5 Out of the Ordinary Questions To Ask at the End of an Interview
The questions you ask your Hiring Managers at the end of an interview enable you to make a final, lasting impression and further insight into your persona. It can stand you in good stead if you go prepared about the questions that you may want to ask your interviewer. Interviewers are quite used to routine ‘end of interview’ questions such as ‘What would make me succeed in this role?’ or ‘What are the opportunities for growth in future?’. These questions are not misplaced in themselves; however, they will not distinguish you from other candidates.
To stand out, it will help if you ask questions that are less likely to be put forward by others. Here are 5 interesting, and more importantly, unusual questions that you may request your recruiter to answer before you eventually walk out of the room:
WHAT MAKES THIS ORGANIZATION SPECIAL?
The question suggests that you are not just looking for a job, you are also focused on finding one that suits you to a T. Moreover, you will get to know whether the company matches with your persona. For instance, the hiring manager may reply that their company arranges an adventurous trip for employees each month. So, if you are a sort of person who prefers cleaning your bathroom on weekends or reading a book rather than climbing rocks, you may well start mulling other options.

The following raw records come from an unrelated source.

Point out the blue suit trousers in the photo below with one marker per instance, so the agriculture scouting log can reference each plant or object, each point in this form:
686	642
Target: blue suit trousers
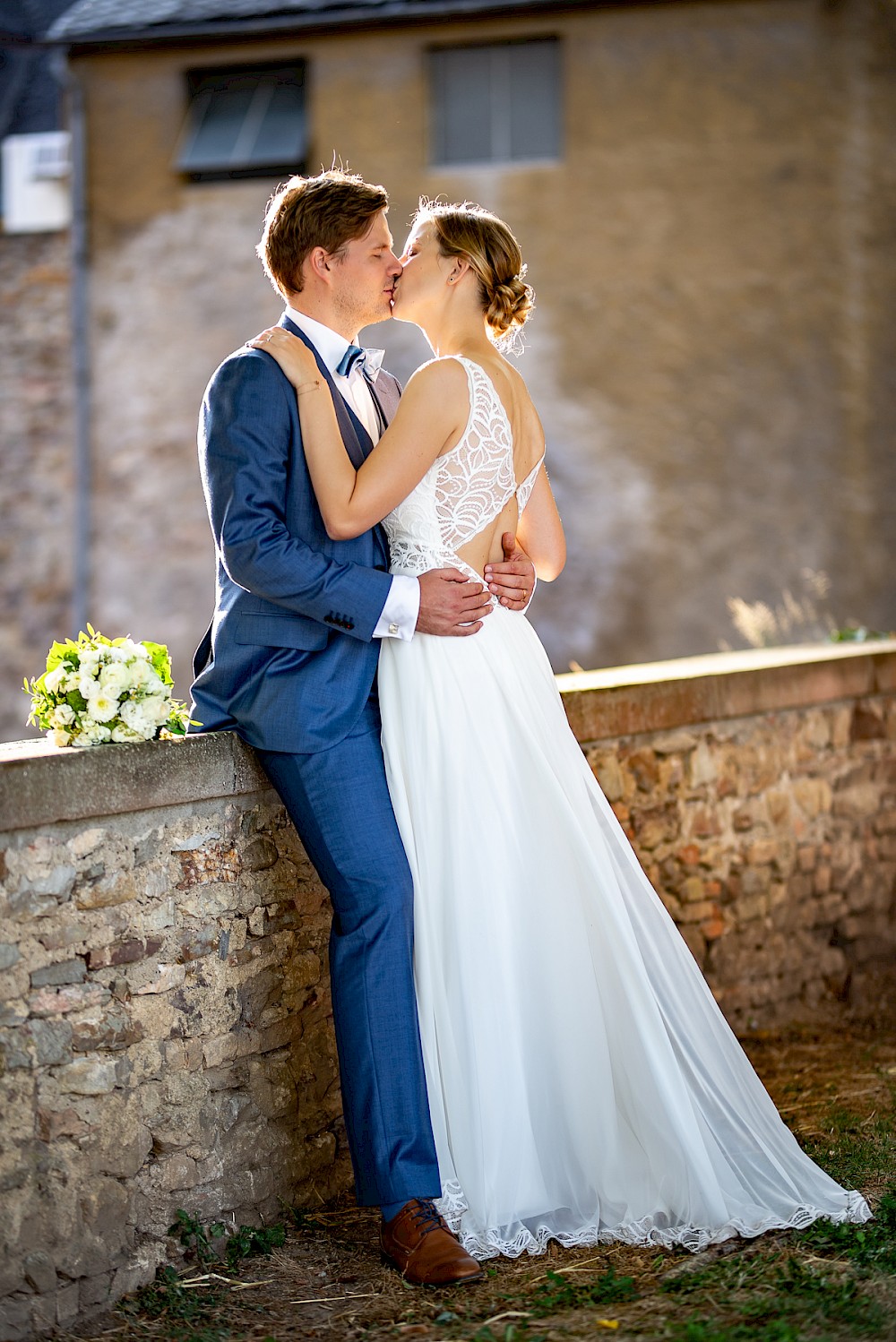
340	804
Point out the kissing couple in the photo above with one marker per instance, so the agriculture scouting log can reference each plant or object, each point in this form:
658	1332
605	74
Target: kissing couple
528	1050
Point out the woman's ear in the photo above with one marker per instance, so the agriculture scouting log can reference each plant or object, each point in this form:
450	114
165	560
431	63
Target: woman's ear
459	269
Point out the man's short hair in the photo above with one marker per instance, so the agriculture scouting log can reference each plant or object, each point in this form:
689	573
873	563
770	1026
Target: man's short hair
328	211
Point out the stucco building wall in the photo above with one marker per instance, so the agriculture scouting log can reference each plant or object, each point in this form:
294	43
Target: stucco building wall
37	478
715	331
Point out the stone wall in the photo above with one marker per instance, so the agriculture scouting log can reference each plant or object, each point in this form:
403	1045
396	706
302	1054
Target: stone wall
165	1035
765	815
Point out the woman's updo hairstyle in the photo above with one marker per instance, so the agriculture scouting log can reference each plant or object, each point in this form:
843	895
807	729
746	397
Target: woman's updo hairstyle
472	234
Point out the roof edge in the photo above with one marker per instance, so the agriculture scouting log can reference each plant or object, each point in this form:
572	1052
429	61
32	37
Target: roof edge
321	21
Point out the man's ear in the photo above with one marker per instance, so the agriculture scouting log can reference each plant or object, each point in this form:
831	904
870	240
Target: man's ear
320	263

HOW WERE YOU (HIRING MANAGER) ABLE TO REACH THIS POSITION?
This question drops hints that you are interested in knowing how others used their experience for achieving success. You may want to know whether in a given situation, you will have to actively focus on applying your learning from previous positions or start from scratch. Moreover, the answer you get will help you get a better sense of the overall office environment. It will also enable you to conclude whether the company allows some autonomy to its employees when it comes to handling projects.

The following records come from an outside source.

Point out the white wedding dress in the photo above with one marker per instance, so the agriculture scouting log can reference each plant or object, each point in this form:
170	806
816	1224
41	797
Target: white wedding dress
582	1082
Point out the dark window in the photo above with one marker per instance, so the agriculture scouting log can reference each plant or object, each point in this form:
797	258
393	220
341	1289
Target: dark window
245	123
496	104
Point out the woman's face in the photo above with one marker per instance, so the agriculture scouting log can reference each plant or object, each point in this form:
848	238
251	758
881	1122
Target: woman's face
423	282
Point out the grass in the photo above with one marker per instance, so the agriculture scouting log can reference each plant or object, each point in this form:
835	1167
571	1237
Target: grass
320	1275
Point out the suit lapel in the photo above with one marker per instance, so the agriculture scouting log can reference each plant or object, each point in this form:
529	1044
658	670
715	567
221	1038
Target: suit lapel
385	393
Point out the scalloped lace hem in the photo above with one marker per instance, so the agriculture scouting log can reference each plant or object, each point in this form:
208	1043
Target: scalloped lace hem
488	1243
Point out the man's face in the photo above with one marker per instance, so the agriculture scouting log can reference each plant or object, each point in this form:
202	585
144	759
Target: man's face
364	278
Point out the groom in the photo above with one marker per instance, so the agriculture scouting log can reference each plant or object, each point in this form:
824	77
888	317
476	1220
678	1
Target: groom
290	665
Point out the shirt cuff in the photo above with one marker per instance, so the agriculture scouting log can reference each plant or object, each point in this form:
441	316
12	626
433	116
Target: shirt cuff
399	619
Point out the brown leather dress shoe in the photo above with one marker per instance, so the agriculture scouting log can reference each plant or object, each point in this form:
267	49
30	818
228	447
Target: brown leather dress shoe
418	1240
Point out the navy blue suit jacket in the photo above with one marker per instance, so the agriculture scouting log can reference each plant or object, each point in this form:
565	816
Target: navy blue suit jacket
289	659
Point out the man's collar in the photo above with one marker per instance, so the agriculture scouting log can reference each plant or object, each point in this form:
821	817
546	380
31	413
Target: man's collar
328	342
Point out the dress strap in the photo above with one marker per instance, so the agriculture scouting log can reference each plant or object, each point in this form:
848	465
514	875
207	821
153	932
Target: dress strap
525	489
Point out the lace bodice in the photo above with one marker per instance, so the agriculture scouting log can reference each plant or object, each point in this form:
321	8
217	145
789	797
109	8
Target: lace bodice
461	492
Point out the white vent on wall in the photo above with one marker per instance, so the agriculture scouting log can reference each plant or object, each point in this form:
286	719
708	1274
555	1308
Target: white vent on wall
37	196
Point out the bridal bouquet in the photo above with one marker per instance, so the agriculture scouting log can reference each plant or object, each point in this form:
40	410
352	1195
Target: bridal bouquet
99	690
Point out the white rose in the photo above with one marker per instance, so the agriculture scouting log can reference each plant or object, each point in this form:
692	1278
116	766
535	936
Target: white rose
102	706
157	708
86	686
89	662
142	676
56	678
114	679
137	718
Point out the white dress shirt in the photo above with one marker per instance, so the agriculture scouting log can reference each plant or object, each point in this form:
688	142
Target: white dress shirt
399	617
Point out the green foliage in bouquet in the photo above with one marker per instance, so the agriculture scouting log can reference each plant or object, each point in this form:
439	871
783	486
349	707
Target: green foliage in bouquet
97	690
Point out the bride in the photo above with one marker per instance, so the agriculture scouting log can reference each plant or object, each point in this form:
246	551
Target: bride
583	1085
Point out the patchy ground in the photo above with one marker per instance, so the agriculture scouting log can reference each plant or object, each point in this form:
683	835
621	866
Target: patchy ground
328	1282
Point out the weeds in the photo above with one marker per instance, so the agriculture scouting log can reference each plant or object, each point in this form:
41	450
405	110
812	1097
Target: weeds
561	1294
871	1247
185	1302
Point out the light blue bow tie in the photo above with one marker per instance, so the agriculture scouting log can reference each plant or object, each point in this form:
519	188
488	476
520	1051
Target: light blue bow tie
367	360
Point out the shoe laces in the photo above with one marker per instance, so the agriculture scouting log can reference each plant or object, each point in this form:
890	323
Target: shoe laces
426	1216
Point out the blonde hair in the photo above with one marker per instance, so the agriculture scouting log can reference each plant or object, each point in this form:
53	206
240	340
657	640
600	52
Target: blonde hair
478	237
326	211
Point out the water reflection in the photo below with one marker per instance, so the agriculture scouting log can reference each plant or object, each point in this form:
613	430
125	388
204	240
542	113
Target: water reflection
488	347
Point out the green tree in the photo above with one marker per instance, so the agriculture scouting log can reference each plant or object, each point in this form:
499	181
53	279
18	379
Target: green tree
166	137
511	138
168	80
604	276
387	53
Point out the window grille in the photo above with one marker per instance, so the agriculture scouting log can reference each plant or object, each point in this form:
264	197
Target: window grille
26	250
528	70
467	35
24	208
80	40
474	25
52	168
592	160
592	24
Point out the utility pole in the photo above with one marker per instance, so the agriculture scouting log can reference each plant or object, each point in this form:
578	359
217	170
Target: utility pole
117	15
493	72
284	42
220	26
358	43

WHY DID YOU EXACTLY WANT TO HIRE A NEW PERSON FOR THIS ROLE?
The question may make the person at the other end of the table think that you care about your organization’s goals and how your own work will help your employers attain their objectives. This will also enable you to learn whether the way the interviewer views the job aligns with yours and whether you will really be able to move the organization forward.

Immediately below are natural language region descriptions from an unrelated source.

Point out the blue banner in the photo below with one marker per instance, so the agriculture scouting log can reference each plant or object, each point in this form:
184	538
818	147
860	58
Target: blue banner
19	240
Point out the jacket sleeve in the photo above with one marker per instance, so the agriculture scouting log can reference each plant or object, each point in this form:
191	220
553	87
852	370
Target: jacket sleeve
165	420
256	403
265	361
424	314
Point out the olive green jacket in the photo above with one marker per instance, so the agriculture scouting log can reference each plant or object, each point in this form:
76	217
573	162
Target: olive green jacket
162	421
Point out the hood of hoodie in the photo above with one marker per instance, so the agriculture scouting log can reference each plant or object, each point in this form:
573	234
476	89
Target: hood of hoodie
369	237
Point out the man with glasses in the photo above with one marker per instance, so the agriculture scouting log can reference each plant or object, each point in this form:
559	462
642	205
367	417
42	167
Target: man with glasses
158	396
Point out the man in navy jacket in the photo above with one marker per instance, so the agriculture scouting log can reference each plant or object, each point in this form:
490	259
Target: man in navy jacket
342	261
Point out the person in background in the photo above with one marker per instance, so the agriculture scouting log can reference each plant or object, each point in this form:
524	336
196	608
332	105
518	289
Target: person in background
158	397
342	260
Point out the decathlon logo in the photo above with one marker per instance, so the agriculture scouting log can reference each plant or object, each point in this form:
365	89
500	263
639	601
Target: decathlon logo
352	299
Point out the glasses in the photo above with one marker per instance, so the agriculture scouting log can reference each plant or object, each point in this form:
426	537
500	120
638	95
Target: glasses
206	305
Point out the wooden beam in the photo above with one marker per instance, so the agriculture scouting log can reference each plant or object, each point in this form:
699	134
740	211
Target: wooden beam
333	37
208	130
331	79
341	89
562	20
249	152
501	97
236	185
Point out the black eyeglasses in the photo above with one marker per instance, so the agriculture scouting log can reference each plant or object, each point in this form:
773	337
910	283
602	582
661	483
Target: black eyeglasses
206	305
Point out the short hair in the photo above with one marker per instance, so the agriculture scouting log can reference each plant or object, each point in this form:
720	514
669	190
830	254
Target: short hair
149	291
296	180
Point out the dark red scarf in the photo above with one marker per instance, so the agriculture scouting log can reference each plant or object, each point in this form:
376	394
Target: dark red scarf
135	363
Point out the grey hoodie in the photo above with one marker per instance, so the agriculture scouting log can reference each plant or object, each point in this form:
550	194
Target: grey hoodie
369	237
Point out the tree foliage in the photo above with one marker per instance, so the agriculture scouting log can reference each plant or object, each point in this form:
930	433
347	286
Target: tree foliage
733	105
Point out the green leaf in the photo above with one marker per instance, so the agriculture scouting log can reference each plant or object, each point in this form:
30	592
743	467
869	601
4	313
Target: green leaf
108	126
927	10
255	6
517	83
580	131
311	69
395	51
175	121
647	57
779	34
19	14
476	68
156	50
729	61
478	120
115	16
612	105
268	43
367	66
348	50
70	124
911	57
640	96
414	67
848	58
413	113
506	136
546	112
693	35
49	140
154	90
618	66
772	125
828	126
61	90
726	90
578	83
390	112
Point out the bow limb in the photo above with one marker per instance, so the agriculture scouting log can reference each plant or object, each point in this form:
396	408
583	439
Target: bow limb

For instance, you may be eyeing the Content Manager’s position because you may want to identify and solve the inefficiencies that exist on account of this opening. However, it’s possible that the HR person may want to hire someone who may ensure proper coordination between various departments.
HOW DOES YOUR COMPANY’S VALUE MANIFEST ITSELF AT THE WORKPLACE?
This poser positions you as a person who wants to work in an organization that understands the difference between intentions and actions. If you do a bit of research beforehand, you will be able to discuss how the company incorporates its core value in its everyday work. An unsatisfying answer could be a clue that your prospective employers do not really walk the talk.
WHAT LEADERSHIP STYLE DO YOU BELIEVE IN?
This kind of a query will be reflective of your quest for a productive, mutually beneficial relationship between you and your immediate supervisor. For instance, you may be a person who prefers interacting with your manager a lot and getting feedback regularly. However, if you hear back that the company likes its people to work independently and does not really handhold them, you may conclude that the set-up would not suit your preferences. The questions above should enable you to get some really useful information about the organization as well as the person who could supposedly be your future supervisor. The replies will help clear the air, make things more transparent and put you in a better position to determine whether you will be the right fit in your new organization and whether joining your new employers will be a good career decision.